Se i luoghi potessero parlare certamente il muretto sul lungomare di Catona, dove i due giovani hanno condiviso tanti momenti spensierati e felici e accanto al quale l’associazione Amici di Domenico e Chiara presieduta dal papà di Domenico, Nuccio Tortorici, ha adottato due aiuole che amorevolmente da quasi cinque anni cura, avrebbe tanto da raccontare. Grazie all’impegno di Nuccio Tortorici, questo luogo dal 2017 racconta questa storia ed emoziona.
«In loro memoria abbiamo adottato le aiuole che sorgono proprio nel posto in cui Domenico e Chiara sono cresciuti Insieme. Quando venivo a prenderli, erano lì ad aspettarmi, seduti su questo muretto, per loro un luogo del cuore. Così quelle aiuole, con piantine di mirto, alberelli di ulivo e al centro un cuore in pietra lavica adagiato sul pietrisco, rievocano sentimenti e destano emozioni. Teniamo così vivi, inseparabili nel loro amore come nella memoria, i nostri ragazzi, di cui siamo ancora fieri e orgogliosi. Speriamo che il comune di Reggio Calabria voglia accordarci anche la possibilità di intitolare la piazzetta dove insistono le due aiuole alla loro memoria. Al più presto avvieremo l’iter», spiega Nuccio Tortorici, papà di Domenico.
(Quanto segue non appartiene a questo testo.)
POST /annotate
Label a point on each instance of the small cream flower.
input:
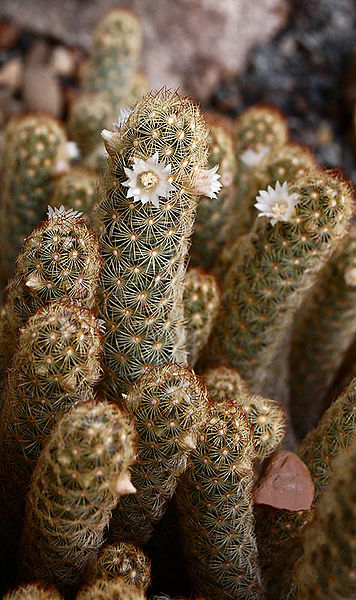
(148, 180)
(277, 204)
(206, 182)
(252, 158)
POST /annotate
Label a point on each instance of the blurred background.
(297, 54)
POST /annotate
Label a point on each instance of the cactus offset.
(60, 258)
(121, 560)
(145, 222)
(213, 213)
(201, 298)
(36, 148)
(268, 280)
(79, 477)
(168, 404)
(216, 508)
(266, 416)
(323, 330)
(326, 569)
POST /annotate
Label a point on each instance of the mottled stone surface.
(188, 43)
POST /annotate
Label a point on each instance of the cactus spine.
(322, 333)
(124, 561)
(275, 266)
(326, 567)
(168, 405)
(144, 243)
(35, 149)
(216, 509)
(265, 416)
(81, 472)
(59, 259)
(201, 298)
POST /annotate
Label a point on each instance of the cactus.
(80, 474)
(110, 589)
(77, 189)
(59, 259)
(54, 368)
(122, 560)
(33, 591)
(145, 222)
(322, 332)
(279, 531)
(326, 567)
(265, 416)
(36, 149)
(216, 509)
(268, 280)
(168, 404)
(201, 298)
(213, 213)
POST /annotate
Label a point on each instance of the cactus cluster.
(104, 425)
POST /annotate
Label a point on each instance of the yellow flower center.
(147, 180)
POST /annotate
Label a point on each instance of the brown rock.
(11, 74)
(285, 483)
(42, 91)
(9, 34)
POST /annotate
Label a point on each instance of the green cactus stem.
(33, 591)
(60, 259)
(121, 560)
(300, 227)
(54, 368)
(169, 405)
(266, 416)
(201, 298)
(216, 509)
(213, 213)
(323, 331)
(77, 189)
(144, 223)
(79, 477)
(326, 569)
(36, 149)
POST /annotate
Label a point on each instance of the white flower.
(148, 180)
(206, 182)
(350, 276)
(277, 204)
(124, 114)
(251, 158)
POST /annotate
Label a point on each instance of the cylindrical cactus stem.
(110, 589)
(279, 531)
(54, 368)
(214, 212)
(114, 56)
(121, 560)
(326, 568)
(201, 299)
(153, 177)
(80, 475)
(33, 591)
(60, 259)
(266, 416)
(216, 509)
(77, 190)
(169, 406)
(301, 225)
(36, 150)
(323, 331)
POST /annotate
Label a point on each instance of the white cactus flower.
(277, 204)
(252, 158)
(206, 182)
(148, 180)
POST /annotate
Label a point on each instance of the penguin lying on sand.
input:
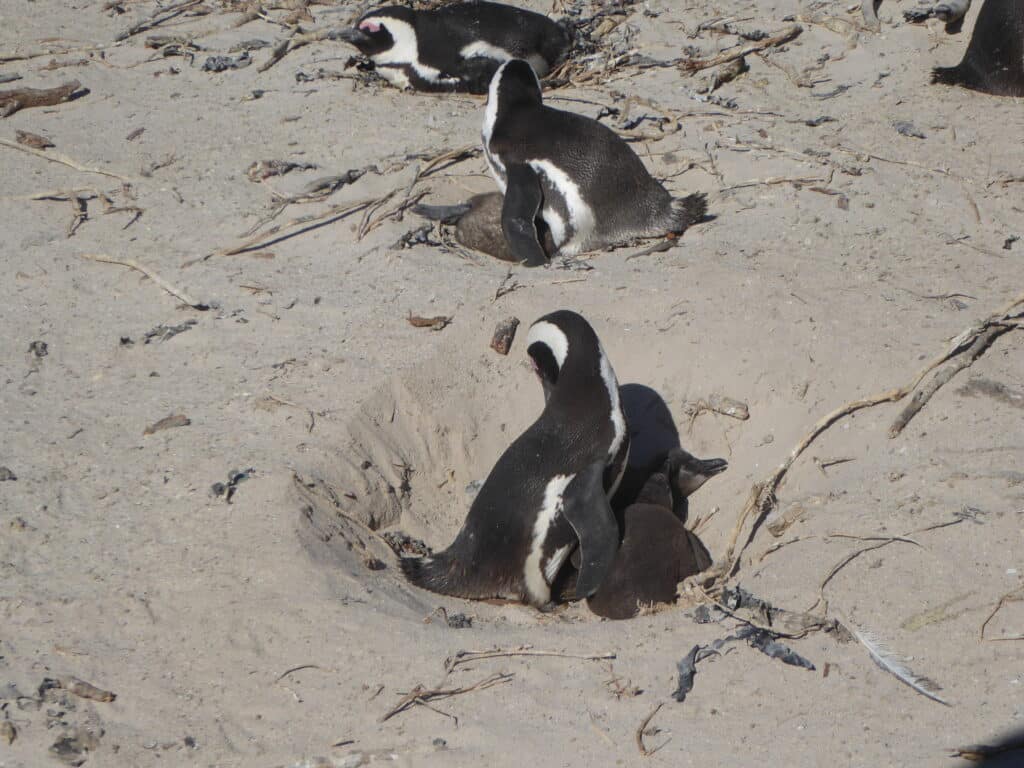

L'amore che vince la morte

“Quello che eravamo prima l’uno per l’altro, lo siamo ancora”, Da “La morte non è niente” di Henry Scott Holland, ecco la frase che rifulge sul cuore di pietra lavica, che si incastona nel tramonto sullo Stretto, mentre due giovani passeggiano teneramente mano nella mano. Un luogo che sconfigge la morte e dove palpitano la vita e l’amore.
«Nuccio ha realizzato tante iniziative per alimentare la memoria che è importante non spegnere. Tra queste anche l’adozione di queste aiuole, proprio nel luogo a Chiara e Domenico così familiare. Erano una bella coppia, genuina e affiatata. Avevano scelto di vivere insieme; così sono certo vorrebbero essere ricordati», sottolinea Dino Matalone, papà di Chiara.
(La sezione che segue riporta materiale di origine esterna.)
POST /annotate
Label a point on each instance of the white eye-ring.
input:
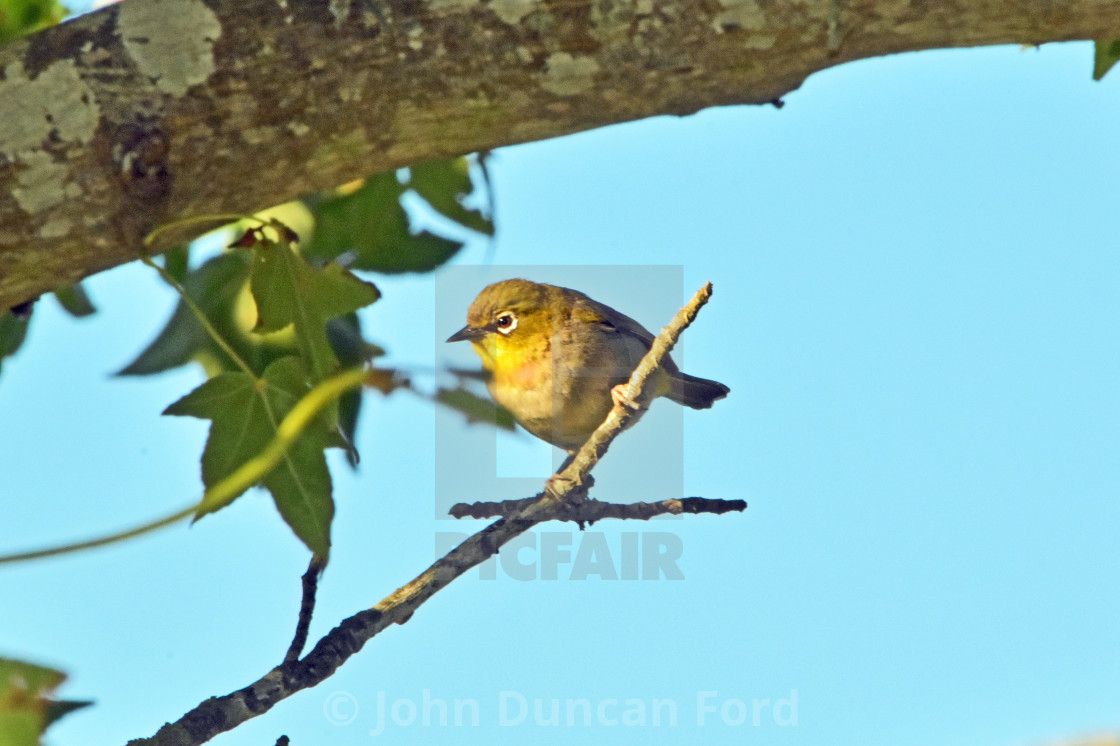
(505, 323)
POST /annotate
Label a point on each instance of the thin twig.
(310, 586)
(218, 715)
(589, 511)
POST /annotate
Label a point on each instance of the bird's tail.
(698, 393)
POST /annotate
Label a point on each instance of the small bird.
(554, 356)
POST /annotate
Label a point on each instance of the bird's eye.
(506, 323)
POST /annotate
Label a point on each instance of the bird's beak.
(468, 333)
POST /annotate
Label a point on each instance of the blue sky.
(915, 266)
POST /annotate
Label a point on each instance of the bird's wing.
(582, 305)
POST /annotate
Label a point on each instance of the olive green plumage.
(553, 356)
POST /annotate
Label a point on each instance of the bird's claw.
(619, 395)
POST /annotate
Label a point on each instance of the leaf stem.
(201, 315)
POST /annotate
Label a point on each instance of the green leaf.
(12, 332)
(352, 350)
(476, 408)
(444, 184)
(177, 261)
(214, 287)
(25, 691)
(372, 224)
(288, 290)
(75, 300)
(243, 420)
(1106, 54)
(20, 17)
(59, 708)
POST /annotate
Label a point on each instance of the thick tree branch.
(221, 714)
(151, 111)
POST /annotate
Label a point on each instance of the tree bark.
(154, 111)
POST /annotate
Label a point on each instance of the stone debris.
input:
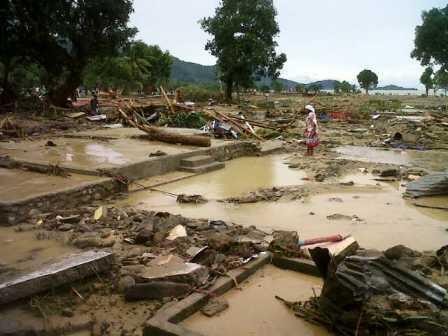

I ricordi non possono supplire, non possono guarire un'atroce assenza, ma possono curare la nostalgia, accompagnarla in un fluire meno insostenibile. Il cammino di questa memoria è iniziato subito dopo la tragedia, proprio su impulso del padre di Domenico, Benedetto (Nuccio) Tortorici che ha fatto dono della sua storia nel libro “Domenico e Chiara, amore e dolore di padre. Brescia, 4/3/2012" (Città del Sole Edizioni) pubblicato nel 2013, ed è stato poi scandito dalla consegna di borse di studio poste a disposizione dall'associazione Amici di Domenico e Chiara per studenti in difficoltà diplomatisi presso l'Itis Panella Vallauri e l'Ite Piria Reggio Calabria, frequentati rispettivamente da Domenico e da Chiara, e presso l’Istituto Comprensivo Est 2 di San Polo di Brescia dove il papà di Domenico si è recato incontrando i ragazzi, accolto dalla Casa delle Associazioni. Poi ancora sono state due le edizioni della Corricatona – trofeo Amici di Domenico e Chiara. Un percorso condiviso, scandito da iniziative di aggregazione e condivisione, che nel tempo ha visto accanto all’associazione Amici di Domenico e Chiara, amici, le parrocchie di Catona e Salice, quartieri natii di Chiara e Domenico, e altre associazioni come l'Avis comunale OdV e il Centro Sportivo Italiano di Reggio Calabria, l’associazione Nuova Solidarietà di Catona.

La memoria, pur non potendo cancellare il grande dolore di una perdita così incolmabile, per altro in circostanze così violente, dimostra di poter diventare scia luminosa di stelle che instancabilmente vengono giù da un cielo brillante, scrigno di una storia d'amore bellissima come i vent’anni bastati per accenderla.